Alexander Dobrindt: Der 48-jährige Soziologe stünde für einen klaren Rechtsruck der Partei. Anfang des Jahres forderte Dobrindt eine „konservative Revolution“, ein Begriff der historisch für anti-demokratische Bestrebungen steht. Im Streit um die Flüchtlingspolitik war er einer der Zuspitzer. Bei seiner Analyse des Landtagswahlergebnisses sortierte er vergangene Woche die AfD mal eben ins bürgerliche Lager ein. Dobrindt verdankt seinen Aufstieg Horst Seehofer. Der machte den einstigen wirtschaftspolitischen Sprecher seiner Fraktion erst zum Generalsekretär, dann zum Verkehrsminister. In beiden Positionen propagierte er die mit negativem Zungenschlag versehene „Ausländermaut“, die allerdings weiter ihrer Umsetzung harrt. Auch die zögerliche Behandlung der Diesel-Affäre fällt in Dobrindts Ministeramtszeit.
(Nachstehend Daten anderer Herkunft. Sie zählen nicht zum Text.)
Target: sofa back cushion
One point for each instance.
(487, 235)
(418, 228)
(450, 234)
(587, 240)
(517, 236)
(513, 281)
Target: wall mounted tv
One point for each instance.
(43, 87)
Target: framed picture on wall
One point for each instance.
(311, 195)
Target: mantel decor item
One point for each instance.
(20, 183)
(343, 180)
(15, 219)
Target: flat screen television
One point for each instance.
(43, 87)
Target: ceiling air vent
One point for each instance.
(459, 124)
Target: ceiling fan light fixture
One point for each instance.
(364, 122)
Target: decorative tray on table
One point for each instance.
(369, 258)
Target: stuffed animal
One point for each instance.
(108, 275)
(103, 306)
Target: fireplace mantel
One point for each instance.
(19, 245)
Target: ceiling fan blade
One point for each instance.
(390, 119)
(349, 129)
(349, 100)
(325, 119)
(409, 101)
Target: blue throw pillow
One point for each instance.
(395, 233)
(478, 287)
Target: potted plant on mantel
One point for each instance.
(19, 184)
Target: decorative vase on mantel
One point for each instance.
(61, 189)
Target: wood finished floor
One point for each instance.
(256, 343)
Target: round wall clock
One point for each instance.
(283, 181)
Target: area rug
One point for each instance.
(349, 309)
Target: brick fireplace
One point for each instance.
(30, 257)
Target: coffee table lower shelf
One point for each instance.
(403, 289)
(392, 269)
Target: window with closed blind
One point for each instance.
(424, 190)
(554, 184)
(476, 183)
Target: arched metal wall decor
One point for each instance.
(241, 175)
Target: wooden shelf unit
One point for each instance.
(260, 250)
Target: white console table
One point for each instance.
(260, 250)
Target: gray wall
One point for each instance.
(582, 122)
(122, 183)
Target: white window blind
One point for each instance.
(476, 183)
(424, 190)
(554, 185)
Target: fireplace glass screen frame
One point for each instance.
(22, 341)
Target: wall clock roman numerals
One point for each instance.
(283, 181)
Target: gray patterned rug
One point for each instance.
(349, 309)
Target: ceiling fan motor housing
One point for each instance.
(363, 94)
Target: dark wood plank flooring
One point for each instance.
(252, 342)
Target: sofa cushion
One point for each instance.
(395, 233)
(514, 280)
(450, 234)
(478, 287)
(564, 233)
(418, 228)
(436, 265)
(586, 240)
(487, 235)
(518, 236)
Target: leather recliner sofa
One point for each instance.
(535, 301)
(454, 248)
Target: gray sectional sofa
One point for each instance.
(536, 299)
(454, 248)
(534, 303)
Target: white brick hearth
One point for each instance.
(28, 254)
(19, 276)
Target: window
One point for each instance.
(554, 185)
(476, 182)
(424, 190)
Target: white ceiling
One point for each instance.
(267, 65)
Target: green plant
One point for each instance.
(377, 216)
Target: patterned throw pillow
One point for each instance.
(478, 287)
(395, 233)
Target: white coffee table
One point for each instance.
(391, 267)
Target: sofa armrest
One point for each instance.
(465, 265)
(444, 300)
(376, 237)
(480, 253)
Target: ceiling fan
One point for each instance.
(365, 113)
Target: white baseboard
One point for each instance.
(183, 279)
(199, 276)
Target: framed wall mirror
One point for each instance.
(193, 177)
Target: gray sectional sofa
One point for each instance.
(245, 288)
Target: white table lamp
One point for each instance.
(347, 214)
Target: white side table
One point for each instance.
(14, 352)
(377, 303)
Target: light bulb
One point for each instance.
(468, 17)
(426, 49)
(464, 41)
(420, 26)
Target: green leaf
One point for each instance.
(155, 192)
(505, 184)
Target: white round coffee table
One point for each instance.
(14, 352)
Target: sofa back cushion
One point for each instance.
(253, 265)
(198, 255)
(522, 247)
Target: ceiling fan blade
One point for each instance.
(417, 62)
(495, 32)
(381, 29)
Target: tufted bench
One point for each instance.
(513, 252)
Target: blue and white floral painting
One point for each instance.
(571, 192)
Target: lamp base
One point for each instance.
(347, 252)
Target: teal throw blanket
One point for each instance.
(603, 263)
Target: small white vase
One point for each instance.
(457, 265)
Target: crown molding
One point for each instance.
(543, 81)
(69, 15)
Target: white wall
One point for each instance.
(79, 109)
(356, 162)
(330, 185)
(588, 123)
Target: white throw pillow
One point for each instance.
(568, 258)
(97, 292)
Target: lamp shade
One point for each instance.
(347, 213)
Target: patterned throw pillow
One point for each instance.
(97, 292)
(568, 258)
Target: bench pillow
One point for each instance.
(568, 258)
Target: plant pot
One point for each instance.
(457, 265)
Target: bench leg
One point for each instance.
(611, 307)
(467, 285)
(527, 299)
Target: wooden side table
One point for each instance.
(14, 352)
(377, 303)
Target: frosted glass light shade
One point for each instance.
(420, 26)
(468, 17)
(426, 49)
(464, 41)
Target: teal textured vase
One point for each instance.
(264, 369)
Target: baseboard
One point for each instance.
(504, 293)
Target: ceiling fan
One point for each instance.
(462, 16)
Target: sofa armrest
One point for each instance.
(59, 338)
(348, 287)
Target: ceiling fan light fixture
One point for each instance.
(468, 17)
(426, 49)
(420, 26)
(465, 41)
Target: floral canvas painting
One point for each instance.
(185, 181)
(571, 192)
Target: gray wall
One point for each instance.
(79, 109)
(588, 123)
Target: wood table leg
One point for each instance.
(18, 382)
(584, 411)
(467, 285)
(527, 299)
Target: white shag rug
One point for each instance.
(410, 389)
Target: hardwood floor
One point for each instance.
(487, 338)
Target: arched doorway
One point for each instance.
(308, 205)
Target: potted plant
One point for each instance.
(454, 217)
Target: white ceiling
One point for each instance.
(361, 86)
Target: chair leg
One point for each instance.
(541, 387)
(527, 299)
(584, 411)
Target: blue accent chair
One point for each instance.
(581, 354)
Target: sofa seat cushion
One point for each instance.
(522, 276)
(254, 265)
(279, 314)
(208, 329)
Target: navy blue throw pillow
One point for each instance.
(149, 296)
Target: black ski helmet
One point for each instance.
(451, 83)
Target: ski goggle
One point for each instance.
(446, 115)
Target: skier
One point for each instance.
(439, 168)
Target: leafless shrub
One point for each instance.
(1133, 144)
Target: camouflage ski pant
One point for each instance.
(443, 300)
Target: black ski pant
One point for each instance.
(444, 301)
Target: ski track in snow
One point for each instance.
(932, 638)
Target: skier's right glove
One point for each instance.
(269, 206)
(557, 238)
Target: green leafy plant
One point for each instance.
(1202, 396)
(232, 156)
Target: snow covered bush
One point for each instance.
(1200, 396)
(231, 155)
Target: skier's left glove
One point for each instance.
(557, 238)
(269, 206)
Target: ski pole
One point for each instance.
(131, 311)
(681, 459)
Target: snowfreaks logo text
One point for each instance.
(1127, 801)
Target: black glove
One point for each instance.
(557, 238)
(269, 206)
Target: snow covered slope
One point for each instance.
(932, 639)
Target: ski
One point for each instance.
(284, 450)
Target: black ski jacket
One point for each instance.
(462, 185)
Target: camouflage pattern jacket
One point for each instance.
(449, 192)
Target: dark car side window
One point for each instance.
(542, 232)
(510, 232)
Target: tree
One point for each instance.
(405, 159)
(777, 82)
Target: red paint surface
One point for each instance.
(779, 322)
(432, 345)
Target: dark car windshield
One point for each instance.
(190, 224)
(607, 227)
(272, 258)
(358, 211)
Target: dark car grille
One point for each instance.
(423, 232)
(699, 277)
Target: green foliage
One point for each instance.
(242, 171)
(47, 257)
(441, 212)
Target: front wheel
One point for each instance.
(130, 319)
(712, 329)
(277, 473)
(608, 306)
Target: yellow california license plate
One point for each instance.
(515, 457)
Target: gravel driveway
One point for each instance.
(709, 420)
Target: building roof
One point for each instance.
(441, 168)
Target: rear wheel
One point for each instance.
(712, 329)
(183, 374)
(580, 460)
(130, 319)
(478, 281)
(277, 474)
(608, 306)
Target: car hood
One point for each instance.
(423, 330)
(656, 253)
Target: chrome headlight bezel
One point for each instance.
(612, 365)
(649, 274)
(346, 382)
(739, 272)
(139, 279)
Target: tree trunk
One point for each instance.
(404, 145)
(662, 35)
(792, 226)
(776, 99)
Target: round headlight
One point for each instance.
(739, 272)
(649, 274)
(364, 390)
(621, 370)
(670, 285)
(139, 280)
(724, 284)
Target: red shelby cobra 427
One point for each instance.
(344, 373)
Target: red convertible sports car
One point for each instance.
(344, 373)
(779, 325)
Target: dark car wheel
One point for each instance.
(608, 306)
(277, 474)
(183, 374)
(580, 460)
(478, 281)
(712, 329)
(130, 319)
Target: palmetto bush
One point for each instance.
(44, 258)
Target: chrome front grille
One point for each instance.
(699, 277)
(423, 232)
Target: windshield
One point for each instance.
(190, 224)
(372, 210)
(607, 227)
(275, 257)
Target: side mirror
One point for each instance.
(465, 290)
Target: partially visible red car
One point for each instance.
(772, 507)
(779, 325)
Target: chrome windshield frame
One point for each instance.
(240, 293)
Nach der letzten Bundestagswahl übernahm er den Vorsitz der CSU-Bundestagsabgeordneten – und gab in den Koalitionsverhandlungen den harten Hund. Die Nähe zu Seehofer könnte Dobrindts Problem sein. In der CSU ist er außerdem wenig beliebt, mit seiner distanzierten Art hat er selbst in seinem Bezirksverband Oberbayern, der die größte Durchschlagkraft in der CSU hat, wenig Unterstützung.